L’Observatoire de l’immigration et de la démographie (OID), sous couvert de produire des études statistiques sur les flux migratoires, construit une vision tronquée, alarmiste et idéologiquement orientée des phénomènes migratoires. Cela n’empêche pas de nombreux médias de citer les notes de l’organisme comme des références fiables. Ceux de la fachosphère bien sûr, dont ceux de Bolloré, mais aussi Le Figaro, Marianne, Challenges, Le Point, et pour l’audiovisuel BFM et même France Culture, où Alain Finkielkraut a complaisamment tendu le micro au directeur de l’OID.
Comme le révèle l’enquête, les productions de l’OID n’ont rien de scientifique. Pas de méthodologie transparente, pas de comité de lecture, encore moins de confrontation avec les travaux démographiques reconnus. Rien d’étonnant puisque parmi ses membres, « on ne compte aucun chercheur spécialiste de la démographie et de l’immigration », excepté un, connu pour ses positions polémiques depuis longtemps.
L’OID recycle systématiquement les thématiques chères à la droite identitaire : coût prétendument exorbitant de l’immigration, incompatibilité culturelle, surreprésentation dans la délinquance. Ces chiffres sont souvent sortis de leur contexte ou appuyés sur des sources contestables.
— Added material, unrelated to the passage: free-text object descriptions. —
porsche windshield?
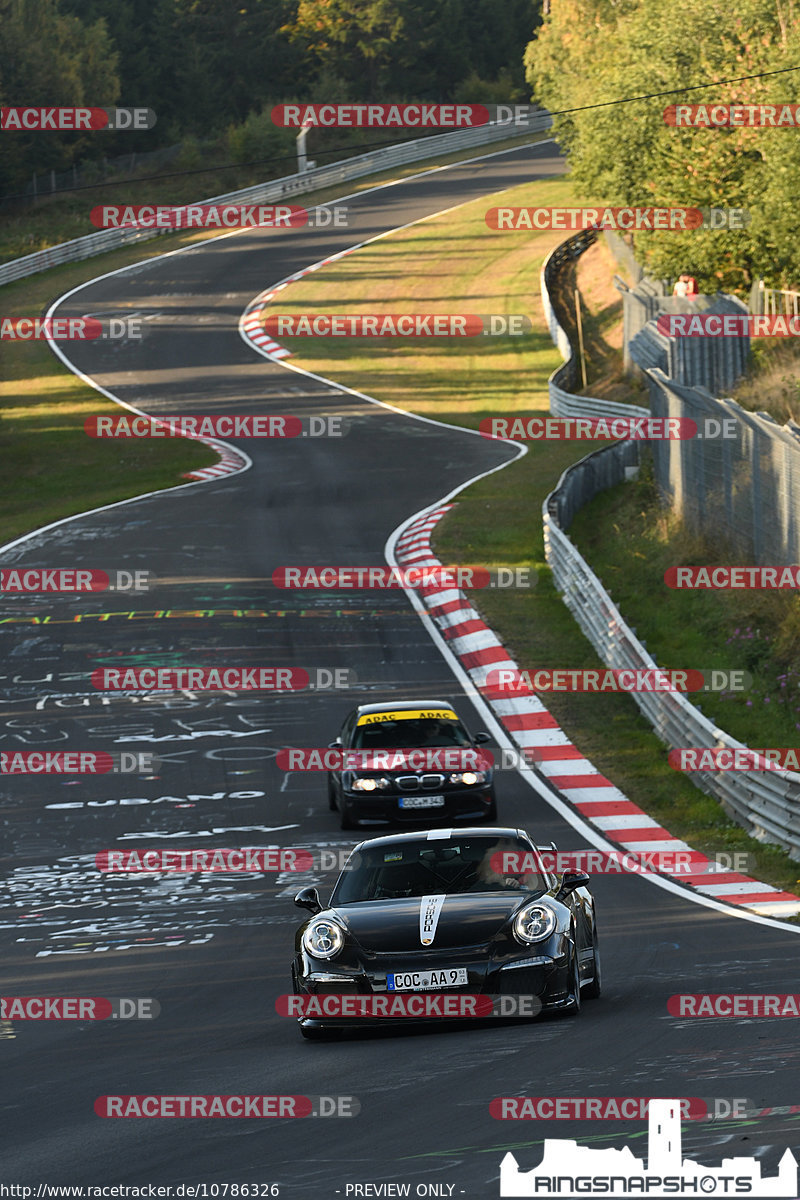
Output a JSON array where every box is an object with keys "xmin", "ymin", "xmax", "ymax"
[
  {"xmin": 350, "ymin": 716, "xmax": 472, "ymax": 750},
  {"xmin": 331, "ymin": 837, "xmax": 547, "ymax": 904}
]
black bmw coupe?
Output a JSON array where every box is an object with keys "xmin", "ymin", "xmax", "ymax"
[
  {"xmin": 290, "ymin": 827, "xmax": 600, "ymax": 1039},
  {"xmin": 327, "ymin": 699, "xmax": 497, "ymax": 829}
]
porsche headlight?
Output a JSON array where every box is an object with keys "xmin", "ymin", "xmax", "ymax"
[
  {"xmin": 302, "ymin": 919, "xmax": 345, "ymax": 959},
  {"xmin": 448, "ymin": 770, "xmax": 486, "ymax": 785},
  {"xmin": 513, "ymin": 903, "xmax": 557, "ymax": 944},
  {"xmin": 351, "ymin": 776, "xmax": 391, "ymax": 792}
]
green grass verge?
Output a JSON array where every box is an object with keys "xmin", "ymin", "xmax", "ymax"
[{"xmin": 267, "ymin": 173, "xmax": 800, "ymax": 903}]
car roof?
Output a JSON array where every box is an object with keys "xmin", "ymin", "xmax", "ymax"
[
  {"xmin": 352, "ymin": 700, "xmax": 457, "ymax": 717},
  {"xmin": 351, "ymin": 827, "xmax": 531, "ymax": 852}
]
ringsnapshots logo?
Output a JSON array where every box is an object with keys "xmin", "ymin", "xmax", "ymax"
[
  {"xmin": 1, "ymin": 107, "xmax": 156, "ymax": 131},
  {"xmin": 271, "ymin": 565, "xmax": 535, "ymax": 589},
  {"xmin": 0, "ymin": 567, "xmax": 151, "ymax": 592},
  {"xmin": 1, "ymin": 996, "xmax": 159, "ymax": 1019},
  {"xmin": 262, "ymin": 314, "xmax": 530, "ymax": 338},
  {"xmin": 1, "ymin": 317, "xmax": 143, "ymax": 341},
  {"xmin": 90, "ymin": 666, "xmax": 354, "ymax": 692},
  {"xmin": 84, "ymin": 414, "xmax": 345, "ymax": 439},
  {"xmin": 485, "ymin": 207, "xmax": 748, "ymax": 232},
  {"xmin": 90, "ymin": 204, "xmax": 348, "ymax": 230},
  {"xmin": 664, "ymin": 103, "xmax": 800, "ymax": 128},
  {"xmin": 498, "ymin": 1098, "xmax": 797, "ymax": 1197}
]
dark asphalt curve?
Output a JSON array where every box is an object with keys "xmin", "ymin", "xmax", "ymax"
[{"xmin": 2, "ymin": 141, "xmax": 799, "ymax": 1197}]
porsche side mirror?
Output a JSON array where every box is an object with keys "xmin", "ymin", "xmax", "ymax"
[
  {"xmin": 328, "ymin": 738, "xmax": 342, "ymax": 749},
  {"xmin": 557, "ymin": 870, "xmax": 590, "ymax": 896},
  {"xmin": 474, "ymin": 732, "xmax": 491, "ymax": 744},
  {"xmin": 294, "ymin": 886, "xmax": 323, "ymax": 914}
]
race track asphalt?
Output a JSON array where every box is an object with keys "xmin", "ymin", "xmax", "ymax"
[{"xmin": 2, "ymin": 140, "xmax": 799, "ymax": 1196}]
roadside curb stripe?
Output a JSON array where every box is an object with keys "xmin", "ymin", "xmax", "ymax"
[{"xmin": 394, "ymin": 507, "xmax": 800, "ymax": 916}]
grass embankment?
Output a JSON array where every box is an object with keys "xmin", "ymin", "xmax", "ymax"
[
  {"xmin": 267, "ymin": 189, "xmax": 800, "ymax": 899},
  {"xmin": 1, "ymin": 130, "xmax": 550, "ymax": 546}
]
Cumulé à une faiblesse méthodologique constatée par BLAST, les résultats n’ont rien pour eux : « pour un think tank qui se veut sérieux et dépassionné, il lui arrive de faire des erreurs de débutants dont les notions mathématiques et statistiques n’ont pas dépassé le stade de la classe 3ᵉ ».
L’OID n’est pas un laboratoire de recherche, c’est une fabrique d’éléments de langage pour les Zemmour, Bardella et consorts. Un instrument stratégique dans une guerre culturelle où la donnée statistique devient une arme de persuasion massive.
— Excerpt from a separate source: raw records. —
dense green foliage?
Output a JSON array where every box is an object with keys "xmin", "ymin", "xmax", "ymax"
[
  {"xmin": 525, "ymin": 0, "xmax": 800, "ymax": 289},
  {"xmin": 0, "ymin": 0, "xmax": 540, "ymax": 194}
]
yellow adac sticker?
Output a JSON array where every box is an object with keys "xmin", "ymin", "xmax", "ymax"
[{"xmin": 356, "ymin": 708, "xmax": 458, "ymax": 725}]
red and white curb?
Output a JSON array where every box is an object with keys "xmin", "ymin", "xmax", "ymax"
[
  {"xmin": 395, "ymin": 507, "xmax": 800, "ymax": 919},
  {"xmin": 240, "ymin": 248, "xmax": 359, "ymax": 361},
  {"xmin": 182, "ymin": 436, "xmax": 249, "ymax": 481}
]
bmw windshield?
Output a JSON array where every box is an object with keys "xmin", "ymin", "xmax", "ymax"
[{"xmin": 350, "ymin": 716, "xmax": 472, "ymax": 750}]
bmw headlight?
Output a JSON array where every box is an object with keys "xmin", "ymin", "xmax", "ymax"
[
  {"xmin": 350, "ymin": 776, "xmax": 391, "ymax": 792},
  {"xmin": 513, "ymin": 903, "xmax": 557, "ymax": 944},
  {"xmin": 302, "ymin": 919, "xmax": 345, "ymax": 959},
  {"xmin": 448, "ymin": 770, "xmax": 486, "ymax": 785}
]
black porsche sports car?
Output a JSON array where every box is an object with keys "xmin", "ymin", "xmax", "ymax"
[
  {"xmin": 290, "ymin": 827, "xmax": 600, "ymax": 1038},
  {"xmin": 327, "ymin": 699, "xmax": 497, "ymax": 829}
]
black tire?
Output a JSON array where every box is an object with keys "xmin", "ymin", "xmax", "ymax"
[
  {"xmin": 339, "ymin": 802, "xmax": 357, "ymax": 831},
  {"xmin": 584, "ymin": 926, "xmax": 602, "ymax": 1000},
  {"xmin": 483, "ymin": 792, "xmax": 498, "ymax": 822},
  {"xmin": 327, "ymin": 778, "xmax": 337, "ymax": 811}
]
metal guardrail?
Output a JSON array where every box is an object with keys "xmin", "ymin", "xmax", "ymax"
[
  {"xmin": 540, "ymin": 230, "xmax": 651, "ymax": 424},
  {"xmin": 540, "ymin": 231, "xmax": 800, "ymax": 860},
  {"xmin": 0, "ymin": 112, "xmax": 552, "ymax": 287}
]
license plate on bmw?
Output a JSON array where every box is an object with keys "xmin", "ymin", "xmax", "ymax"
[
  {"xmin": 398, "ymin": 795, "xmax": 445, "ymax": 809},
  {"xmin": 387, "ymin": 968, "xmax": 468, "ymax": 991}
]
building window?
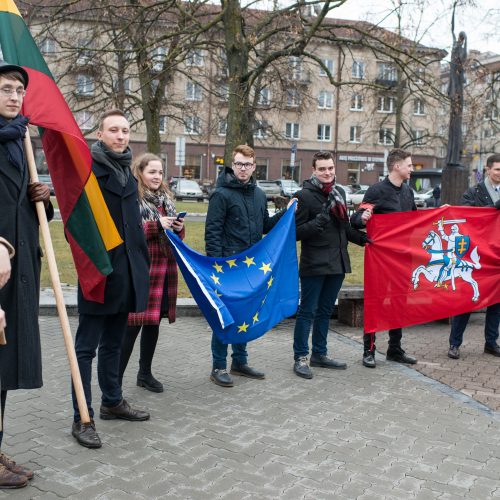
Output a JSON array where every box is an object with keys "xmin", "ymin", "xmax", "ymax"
[
  {"xmin": 184, "ymin": 116, "xmax": 201, "ymax": 135},
  {"xmin": 76, "ymin": 74, "xmax": 94, "ymax": 96},
  {"xmin": 151, "ymin": 47, "xmax": 167, "ymax": 71},
  {"xmin": 257, "ymin": 87, "xmax": 270, "ymax": 106},
  {"xmin": 411, "ymin": 129, "xmax": 425, "ymax": 146},
  {"xmin": 75, "ymin": 111, "xmax": 94, "ymax": 130},
  {"xmin": 377, "ymin": 96, "xmax": 394, "ymax": 113},
  {"xmin": 255, "ymin": 158, "xmax": 269, "ymax": 180},
  {"xmin": 352, "ymin": 60, "xmax": 365, "ymax": 79},
  {"xmin": 414, "ymin": 98, "xmax": 425, "ymax": 115},
  {"xmin": 317, "ymin": 90, "xmax": 333, "ymax": 109},
  {"xmin": 378, "ymin": 127, "xmax": 394, "ymax": 145},
  {"xmin": 288, "ymin": 56, "xmax": 303, "ymax": 80},
  {"xmin": 159, "ymin": 115, "xmax": 167, "ymax": 134},
  {"xmin": 286, "ymin": 88, "xmax": 301, "ymax": 107},
  {"xmin": 254, "ymin": 120, "xmax": 268, "ymax": 139},
  {"xmin": 317, "ymin": 124, "xmax": 331, "ymax": 142},
  {"xmin": 186, "ymin": 49, "xmax": 204, "ymax": 67},
  {"xmin": 285, "ymin": 122, "xmax": 300, "ymax": 140},
  {"xmin": 39, "ymin": 37, "xmax": 56, "ymax": 55},
  {"xmin": 415, "ymin": 67, "xmax": 425, "ymax": 84},
  {"xmin": 377, "ymin": 62, "xmax": 397, "ymax": 82},
  {"xmin": 218, "ymin": 119, "xmax": 227, "ymax": 136},
  {"xmin": 319, "ymin": 58, "xmax": 334, "ymax": 76},
  {"xmin": 349, "ymin": 125, "xmax": 362, "ymax": 143},
  {"xmin": 76, "ymin": 39, "xmax": 93, "ymax": 65},
  {"xmin": 185, "ymin": 81, "xmax": 202, "ymax": 101},
  {"xmin": 113, "ymin": 77, "xmax": 132, "ymax": 95},
  {"xmin": 350, "ymin": 93, "xmax": 363, "ymax": 111},
  {"xmin": 218, "ymin": 83, "xmax": 229, "ymax": 102}
]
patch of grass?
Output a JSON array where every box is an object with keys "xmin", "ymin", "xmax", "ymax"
[{"xmin": 40, "ymin": 219, "xmax": 364, "ymax": 296}]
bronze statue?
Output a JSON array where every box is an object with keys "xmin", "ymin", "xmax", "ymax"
[{"xmin": 446, "ymin": 29, "xmax": 467, "ymax": 166}]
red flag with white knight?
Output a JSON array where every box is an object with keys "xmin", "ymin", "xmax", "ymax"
[{"xmin": 364, "ymin": 206, "xmax": 500, "ymax": 332}]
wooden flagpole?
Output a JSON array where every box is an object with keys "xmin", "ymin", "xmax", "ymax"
[{"xmin": 24, "ymin": 134, "xmax": 90, "ymax": 424}]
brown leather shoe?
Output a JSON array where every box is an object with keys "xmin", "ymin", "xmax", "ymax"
[
  {"xmin": 99, "ymin": 399, "xmax": 150, "ymax": 421},
  {"xmin": 0, "ymin": 453, "xmax": 33, "ymax": 480},
  {"xmin": 0, "ymin": 464, "xmax": 27, "ymax": 489}
]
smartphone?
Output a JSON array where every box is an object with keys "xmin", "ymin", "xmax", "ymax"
[{"xmin": 176, "ymin": 211, "xmax": 187, "ymax": 220}]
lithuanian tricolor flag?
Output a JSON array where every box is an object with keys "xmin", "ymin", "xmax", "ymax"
[{"xmin": 0, "ymin": 0, "xmax": 123, "ymax": 303}]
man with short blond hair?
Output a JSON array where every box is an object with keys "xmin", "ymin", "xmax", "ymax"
[
  {"xmin": 205, "ymin": 144, "xmax": 285, "ymax": 387},
  {"xmin": 71, "ymin": 109, "xmax": 150, "ymax": 448}
]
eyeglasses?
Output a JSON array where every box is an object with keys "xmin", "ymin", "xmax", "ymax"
[
  {"xmin": 233, "ymin": 162, "xmax": 254, "ymax": 170},
  {"xmin": 0, "ymin": 87, "xmax": 26, "ymax": 98}
]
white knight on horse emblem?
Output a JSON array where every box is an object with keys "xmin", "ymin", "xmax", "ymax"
[{"xmin": 411, "ymin": 217, "xmax": 481, "ymax": 301}]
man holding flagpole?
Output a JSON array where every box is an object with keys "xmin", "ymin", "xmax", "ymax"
[
  {"xmin": 0, "ymin": 61, "xmax": 53, "ymax": 488},
  {"xmin": 205, "ymin": 144, "xmax": 288, "ymax": 387}
]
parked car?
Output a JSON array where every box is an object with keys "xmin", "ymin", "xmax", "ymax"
[
  {"xmin": 336, "ymin": 184, "xmax": 353, "ymax": 206},
  {"xmin": 350, "ymin": 188, "xmax": 369, "ymax": 206},
  {"xmin": 275, "ymin": 179, "xmax": 300, "ymax": 197},
  {"xmin": 415, "ymin": 188, "xmax": 435, "ymax": 207},
  {"xmin": 256, "ymin": 180, "xmax": 281, "ymax": 201},
  {"xmin": 173, "ymin": 179, "xmax": 204, "ymax": 201},
  {"xmin": 38, "ymin": 174, "xmax": 55, "ymax": 195}
]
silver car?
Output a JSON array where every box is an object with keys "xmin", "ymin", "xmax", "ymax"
[{"xmin": 174, "ymin": 179, "xmax": 204, "ymax": 201}]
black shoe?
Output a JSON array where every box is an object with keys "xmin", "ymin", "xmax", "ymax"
[
  {"xmin": 71, "ymin": 420, "xmax": 102, "ymax": 449},
  {"xmin": 386, "ymin": 348, "xmax": 417, "ymax": 364},
  {"xmin": 362, "ymin": 350, "xmax": 376, "ymax": 368},
  {"xmin": 310, "ymin": 354, "xmax": 347, "ymax": 370},
  {"xmin": 99, "ymin": 399, "xmax": 150, "ymax": 421},
  {"xmin": 137, "ymin": 372, "xmax": 164, "ymax": 393},
  {"xmin": 210, "ymin": 368, "xmax": 234, "ymax": 387},
  {"xmin": 448, "ymin": 345, "xmax": 460, "ymax": 359},
  {"xmin": 484, "ymin": 343, "xmax": 500, "ymax": 357},
  {"xmin": 293, "ymin": 357, "xmax": 313, "ymax": 379},
  {"xmin": 230, "ymin": 363, "xmax": 265, "ymax": 379}
]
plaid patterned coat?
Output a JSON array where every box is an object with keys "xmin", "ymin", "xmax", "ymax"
[{"xmin": 128, "ymin": 211, "xmax": 185, "ymax": 326}]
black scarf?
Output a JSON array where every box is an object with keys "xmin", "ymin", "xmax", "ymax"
[
  {"xmin": 91, "ymin": 140, "xmax": 132, "ymax": 187},
  {"xmin": 309, "ymin": 175, "xmax": 348, "ymax": 222},
  {"xmin": 0, "ymin": 115, "xmax": 29, "ymax": 172}
]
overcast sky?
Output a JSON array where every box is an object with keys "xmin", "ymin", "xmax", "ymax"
[{"xmin": 328, "ymin": 0, "xmax": 499, "ymax": 57}]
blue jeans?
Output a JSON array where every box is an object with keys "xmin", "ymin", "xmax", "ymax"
[
  {"xmin": 449, "ymin": 302, "xmax": 500, "ymax": 347},
  {"xmin": 72, "ymin": 313, "xmax": 128, "ymax": 422},
  {"xmin": 293, "ymin": 274, "xmax": 345, "ymax": 360},
  {"xmin": 211, "ymin": 333, "xmax": 248, "ymax": 370}
]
Le Centre européen de recherches et d’information sur le frérisme (CÉRIF) est le dernier-né de ces think tanks ricolés à la hâte. Sa cible : les Frères musulmans, mais à travers eux, une obsession plus large de l’extrême droite pour toute forme d’islam politique, voire l’islam tout court. Ce centre se prétend « scientifique », mais ne produit aucune étude référencée. Il se contente de publier des dossiers à charge, sans rigueur méthodologique, visant à accréditer l’idée que les musulmans organiseraient secrètement la subversion de la République.
BLAST pointe aussi les liens financiers et idéologiques du CÉRIF avec des fondations ultra-conservatrices proches de la droite radicale européenne. Le « frérisme » devient un mot-valise, utilisé pour disqualifier tout acteur musulman dans la vie publique. C’est une stratégie bien rodée de stigmatisation, qui habille le racisme d’une prétendue rationalité scientifique. Le CÉRIF n’est pas un centre de recherche : c’est un instrument de guerre culturelle.
Derrière ces structures se cache une mécanique bien huilée. Des ultra-riches financent ces instituts bidons à coups de millions. Objectif : faire basculer le débat public à droite toute. Comme l’analyse BLAST, ces think tanks ne sont pas des centres d’idées, mais des usines à propagande, déguisées en laboratoires scientifiques. Ces mouvements de l’extrême droite ne sont pas anodins, ils font partie d’un projet d’influence structuré et financé, comme pour le réseau Atlas.
Ce sont des groupuscules réactionnaires formés pour prendre le pouvoir culturel. Face à cette offensive, il est urgent de réaffirmer l’importance d’une recherche libre, d’un journalisme rigoureux et d’un débat démocratique fondé sur les faits. Nul besoin de microscope pour voir que ces instituts ne produisent pas de science. Ils produisent de l’idéologie. Et comme toujours, quand la science recule, le fascisme avance.